When the scribe responds and virtually repeats what Jesus had said he makes it impersonal. He doesn’t say, “You’re right! I should love ….” It is as though the initial question was somewhat “academic” as opposed to personal; an intellectual exercise for the scribe as opposed to seeking a guide to this life and the Kingdom to come. Even Jesus notes that the scribe has answered “with understanding” perhaps acknowledging the goodness of the answer.

But then Jesus adds: “You are not far from the kingdom of God.”  This is a bit ambiguous and was likely intended to provoke reflection on the part of the scribe. The scribe’s searching and humility before God show are a start. His enthusiastic approval of Jesus’ teaching revealed an attraction toward the one through whom God had brought the Kingdom near. But the encounter is not a rabbinic discussion about the heart of the Mosaic Law, but a proclamation of the demands of the messianic Kingdom. I wonder if this is Jesus’ encouragement to the scribe to move from “academic” to action.

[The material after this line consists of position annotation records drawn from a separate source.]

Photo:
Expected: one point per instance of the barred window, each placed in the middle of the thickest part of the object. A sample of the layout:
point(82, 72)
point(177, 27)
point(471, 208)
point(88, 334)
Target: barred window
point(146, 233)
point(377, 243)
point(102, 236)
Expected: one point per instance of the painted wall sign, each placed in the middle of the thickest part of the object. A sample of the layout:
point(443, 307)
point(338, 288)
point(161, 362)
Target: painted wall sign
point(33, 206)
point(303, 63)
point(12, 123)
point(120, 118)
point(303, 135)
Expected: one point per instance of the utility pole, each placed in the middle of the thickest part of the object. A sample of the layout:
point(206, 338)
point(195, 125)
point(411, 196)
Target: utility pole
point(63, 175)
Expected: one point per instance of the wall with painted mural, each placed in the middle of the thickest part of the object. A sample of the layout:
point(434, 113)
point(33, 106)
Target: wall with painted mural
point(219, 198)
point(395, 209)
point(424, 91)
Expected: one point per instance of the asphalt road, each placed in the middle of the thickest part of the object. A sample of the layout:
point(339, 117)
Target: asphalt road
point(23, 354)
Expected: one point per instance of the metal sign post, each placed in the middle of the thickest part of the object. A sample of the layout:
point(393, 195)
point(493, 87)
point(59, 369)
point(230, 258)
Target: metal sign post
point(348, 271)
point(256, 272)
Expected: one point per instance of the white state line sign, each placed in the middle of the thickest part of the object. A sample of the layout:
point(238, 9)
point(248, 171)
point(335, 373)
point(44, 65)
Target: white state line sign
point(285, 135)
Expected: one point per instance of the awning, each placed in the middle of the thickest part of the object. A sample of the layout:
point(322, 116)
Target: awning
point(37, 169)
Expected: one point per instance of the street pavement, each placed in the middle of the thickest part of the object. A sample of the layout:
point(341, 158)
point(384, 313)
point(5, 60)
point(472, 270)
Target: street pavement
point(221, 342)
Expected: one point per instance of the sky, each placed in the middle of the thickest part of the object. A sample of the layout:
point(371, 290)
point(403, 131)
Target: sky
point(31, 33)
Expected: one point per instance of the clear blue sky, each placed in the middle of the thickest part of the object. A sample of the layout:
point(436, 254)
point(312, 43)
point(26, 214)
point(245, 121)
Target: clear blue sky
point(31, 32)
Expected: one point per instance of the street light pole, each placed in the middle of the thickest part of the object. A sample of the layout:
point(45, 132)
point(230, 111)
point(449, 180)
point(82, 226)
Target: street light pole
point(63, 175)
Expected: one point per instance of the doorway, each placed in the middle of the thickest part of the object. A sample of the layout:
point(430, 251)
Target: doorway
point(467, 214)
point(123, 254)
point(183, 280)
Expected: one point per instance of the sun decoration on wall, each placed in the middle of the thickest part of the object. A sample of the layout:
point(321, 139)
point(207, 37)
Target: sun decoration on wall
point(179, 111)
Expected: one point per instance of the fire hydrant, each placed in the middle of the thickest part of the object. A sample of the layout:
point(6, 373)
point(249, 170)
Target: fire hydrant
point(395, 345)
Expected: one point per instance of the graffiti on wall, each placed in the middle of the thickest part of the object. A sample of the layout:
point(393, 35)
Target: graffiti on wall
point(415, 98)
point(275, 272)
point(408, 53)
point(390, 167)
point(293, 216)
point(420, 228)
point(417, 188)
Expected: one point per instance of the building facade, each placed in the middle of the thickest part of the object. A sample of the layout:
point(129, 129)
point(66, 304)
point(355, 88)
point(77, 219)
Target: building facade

For a final thought, Pheme Perkins [679] offers:

What does it mean for Christians today to say “the Lord our God, the Lord is one”? Most of us do not live surrounded by temples and images of polytheism. Yet we might ask whether we have not given in to another kind of polytheism, a casual pluralism that accepts whatever anyone believes as “okay.” Or again, we allow good things that are not ultimate to become the ultimate and defining forces in our lives — nation, occupation, family, race, political cause, or theological system. [p. 679]

In the face of Perkins’ comment, one wonders how often such “polytheism” hinders us from the second commandment in which love demands a word from us, perhaps a gentle “push” or reminder to our neighbor that the Kingdom is at hand.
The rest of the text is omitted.